The dagger raced ahead of him to sink into the throat of a clone. The man collapsed, gagging on blood as Galahad came up in a battle crouch beside him. Galahad yanked out the dagger and sliced its sharp edge across the man’s throat, before spinning around on one knee.
He slashed outward with both daggers. The double blades cut through another clone’s stomach, eviscerating him. The man dropped to his knees, his hands wrapping around his severed midsection, and then toppled sideways to the wooden floorboards.
Danyael had seen Zara fight. She was a marvel in hand-to-hand combat, both graceful and deadly. Galahad, however, was death incarnate and in a class of his own. A chill chased through Danyael. He could not let Zara fight Galahad; she would not win.
Galahad turned on his third clone, his daggers flashing. The fourth man pulled out his handgun and aimed it at Galahad.
Danyael reached out and touched the fourth man. The man was psychically shielded,
but it did not matter. Psychic shields provided no defense against direct contact from an alpha empath.
Skin touched skin.
The abuse Danyael had suffered for the first twelve years of his life as an undiagnosed alpha empath fueled the dark side of his empathic powers. It gave him the power to kill.
I’m sorry. Danyael’s heart, as always, recoiled, but his mind pushed out. The hell of his childhood churned past psychic shields, leeching into the clone, into a mind unprepared to deal with the amplified echo of an alpha empath’s emotional pain.
Danyael knew that to the clone, the echo was a deafening scream drenched with pain that would have driven the clone to his knees if he were not held upright by the hope that anchored the compelling psychic whisper. Kill yourself. End the pain.
Driven mad, pushed beyond despair, the clone turned the gun on himself and pulled the trigger. Blood, flecks of bone, and brain matter splattered against the wall.
Galahad spun around as the clone collapsed, the blood-drenched body folding in upon itself. His gaze flashed through the room before locking on Danyael’s face.
Gunfire rattled through the house. The emotional bombardment of the SOF officers’ panic and fear against Danyael’s psychic shields vanished.

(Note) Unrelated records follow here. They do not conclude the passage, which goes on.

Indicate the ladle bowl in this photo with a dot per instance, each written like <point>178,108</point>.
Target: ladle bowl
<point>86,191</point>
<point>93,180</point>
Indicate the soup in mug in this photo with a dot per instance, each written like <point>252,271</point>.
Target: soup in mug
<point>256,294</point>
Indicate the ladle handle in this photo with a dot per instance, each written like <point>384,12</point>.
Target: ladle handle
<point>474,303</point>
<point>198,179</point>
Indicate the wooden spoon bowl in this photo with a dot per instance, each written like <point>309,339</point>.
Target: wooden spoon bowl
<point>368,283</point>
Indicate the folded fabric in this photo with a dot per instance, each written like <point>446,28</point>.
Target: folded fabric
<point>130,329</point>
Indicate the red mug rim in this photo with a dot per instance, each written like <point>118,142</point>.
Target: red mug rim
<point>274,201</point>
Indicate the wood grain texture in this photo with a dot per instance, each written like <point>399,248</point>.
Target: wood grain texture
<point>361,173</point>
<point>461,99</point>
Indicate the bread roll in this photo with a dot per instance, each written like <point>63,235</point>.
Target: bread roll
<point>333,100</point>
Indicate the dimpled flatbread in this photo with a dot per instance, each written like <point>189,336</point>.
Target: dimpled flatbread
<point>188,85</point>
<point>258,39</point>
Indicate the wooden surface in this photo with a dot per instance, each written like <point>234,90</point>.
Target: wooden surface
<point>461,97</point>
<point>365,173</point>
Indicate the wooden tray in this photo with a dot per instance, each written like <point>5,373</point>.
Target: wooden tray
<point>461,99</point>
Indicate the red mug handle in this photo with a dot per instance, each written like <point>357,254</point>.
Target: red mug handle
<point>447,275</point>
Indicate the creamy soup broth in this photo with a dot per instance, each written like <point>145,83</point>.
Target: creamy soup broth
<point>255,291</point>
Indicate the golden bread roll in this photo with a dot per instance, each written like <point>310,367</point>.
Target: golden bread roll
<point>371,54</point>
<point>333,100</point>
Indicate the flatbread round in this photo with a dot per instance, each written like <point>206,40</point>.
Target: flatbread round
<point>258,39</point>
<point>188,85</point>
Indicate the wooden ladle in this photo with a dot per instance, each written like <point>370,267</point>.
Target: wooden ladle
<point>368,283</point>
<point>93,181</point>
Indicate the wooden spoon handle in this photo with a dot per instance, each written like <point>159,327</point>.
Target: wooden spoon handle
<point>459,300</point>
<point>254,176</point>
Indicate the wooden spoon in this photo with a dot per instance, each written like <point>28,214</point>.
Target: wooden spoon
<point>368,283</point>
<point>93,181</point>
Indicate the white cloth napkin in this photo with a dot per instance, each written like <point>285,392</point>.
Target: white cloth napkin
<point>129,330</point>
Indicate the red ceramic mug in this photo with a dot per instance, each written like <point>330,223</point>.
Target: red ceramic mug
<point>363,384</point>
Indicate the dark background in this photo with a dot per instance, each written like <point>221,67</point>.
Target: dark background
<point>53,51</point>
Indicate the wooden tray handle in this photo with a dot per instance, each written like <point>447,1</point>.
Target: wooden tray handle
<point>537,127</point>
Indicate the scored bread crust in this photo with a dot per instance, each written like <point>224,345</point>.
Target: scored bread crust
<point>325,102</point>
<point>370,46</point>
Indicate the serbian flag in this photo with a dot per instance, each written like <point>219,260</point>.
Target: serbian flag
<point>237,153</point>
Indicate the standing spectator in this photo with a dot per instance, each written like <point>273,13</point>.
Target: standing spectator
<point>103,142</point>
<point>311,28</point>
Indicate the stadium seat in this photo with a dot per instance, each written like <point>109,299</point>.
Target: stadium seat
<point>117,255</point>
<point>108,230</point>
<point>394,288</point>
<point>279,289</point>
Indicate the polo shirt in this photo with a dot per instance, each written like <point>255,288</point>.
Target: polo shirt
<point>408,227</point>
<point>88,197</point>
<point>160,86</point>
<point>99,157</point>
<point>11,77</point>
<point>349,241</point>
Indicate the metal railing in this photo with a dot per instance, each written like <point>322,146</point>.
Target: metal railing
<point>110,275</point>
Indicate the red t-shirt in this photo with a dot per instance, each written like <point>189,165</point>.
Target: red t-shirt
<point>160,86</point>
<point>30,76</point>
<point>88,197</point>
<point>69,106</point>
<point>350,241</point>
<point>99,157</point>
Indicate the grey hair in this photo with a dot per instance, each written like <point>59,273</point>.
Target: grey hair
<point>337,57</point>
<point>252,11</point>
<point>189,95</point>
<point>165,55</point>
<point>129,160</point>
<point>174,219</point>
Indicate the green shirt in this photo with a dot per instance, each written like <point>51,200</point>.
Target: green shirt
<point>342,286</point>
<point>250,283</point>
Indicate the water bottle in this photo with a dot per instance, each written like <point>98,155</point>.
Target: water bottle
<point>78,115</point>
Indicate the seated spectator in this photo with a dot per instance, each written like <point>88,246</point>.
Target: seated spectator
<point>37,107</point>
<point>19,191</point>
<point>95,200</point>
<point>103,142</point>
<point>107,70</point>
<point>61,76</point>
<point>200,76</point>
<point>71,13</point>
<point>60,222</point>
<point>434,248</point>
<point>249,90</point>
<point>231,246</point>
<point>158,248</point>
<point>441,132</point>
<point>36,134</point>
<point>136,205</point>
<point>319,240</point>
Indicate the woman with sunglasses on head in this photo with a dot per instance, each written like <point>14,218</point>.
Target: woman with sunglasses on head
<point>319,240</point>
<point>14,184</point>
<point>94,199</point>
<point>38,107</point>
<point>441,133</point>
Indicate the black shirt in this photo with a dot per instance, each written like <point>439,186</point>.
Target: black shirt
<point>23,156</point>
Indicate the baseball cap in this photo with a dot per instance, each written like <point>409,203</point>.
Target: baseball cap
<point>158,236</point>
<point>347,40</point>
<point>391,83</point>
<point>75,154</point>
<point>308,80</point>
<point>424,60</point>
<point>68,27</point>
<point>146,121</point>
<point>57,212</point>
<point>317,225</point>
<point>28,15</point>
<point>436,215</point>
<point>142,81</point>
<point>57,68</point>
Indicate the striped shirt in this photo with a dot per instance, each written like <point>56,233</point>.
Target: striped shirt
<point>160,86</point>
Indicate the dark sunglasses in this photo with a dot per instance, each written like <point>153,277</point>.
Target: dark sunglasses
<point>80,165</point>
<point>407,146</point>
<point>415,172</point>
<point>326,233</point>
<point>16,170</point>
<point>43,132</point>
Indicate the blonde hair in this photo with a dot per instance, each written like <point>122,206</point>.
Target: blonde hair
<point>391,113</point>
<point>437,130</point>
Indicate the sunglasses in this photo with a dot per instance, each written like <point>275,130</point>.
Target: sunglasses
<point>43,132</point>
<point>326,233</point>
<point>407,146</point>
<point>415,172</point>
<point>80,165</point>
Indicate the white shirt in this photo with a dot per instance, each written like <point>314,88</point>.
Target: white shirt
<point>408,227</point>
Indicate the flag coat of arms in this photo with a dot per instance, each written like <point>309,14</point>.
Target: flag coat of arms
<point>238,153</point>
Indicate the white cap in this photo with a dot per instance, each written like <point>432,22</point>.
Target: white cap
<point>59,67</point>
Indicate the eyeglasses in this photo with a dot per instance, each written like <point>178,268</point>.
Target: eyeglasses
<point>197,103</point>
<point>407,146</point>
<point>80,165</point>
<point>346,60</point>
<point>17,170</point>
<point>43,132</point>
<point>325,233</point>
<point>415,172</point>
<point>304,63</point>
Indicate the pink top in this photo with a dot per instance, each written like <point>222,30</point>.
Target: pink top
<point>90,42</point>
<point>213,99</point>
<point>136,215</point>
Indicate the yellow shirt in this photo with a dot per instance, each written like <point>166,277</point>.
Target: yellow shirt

The SOF teams were dead.
We’re out of time.
Danyael pushed Galahad against the wall and pressed a hand against Galahad’s heart. His empathic powers attuned to the delicate balance of the human body. The nanotechnology embedded in Galahad’s chest responded, accepting Danyael’s living genetic signature and resetting the countdown on the bio-tracker nestled next to Galahad’s heart.
Twenty-four hours. Danyael prayed he would have another opportunity to reset the countdown before Galahad ran out of time.
Danyael ripped Galahad’s mask off his face, twisted around, and tossed it from his hand. The mask landed on top of one of the dead clones.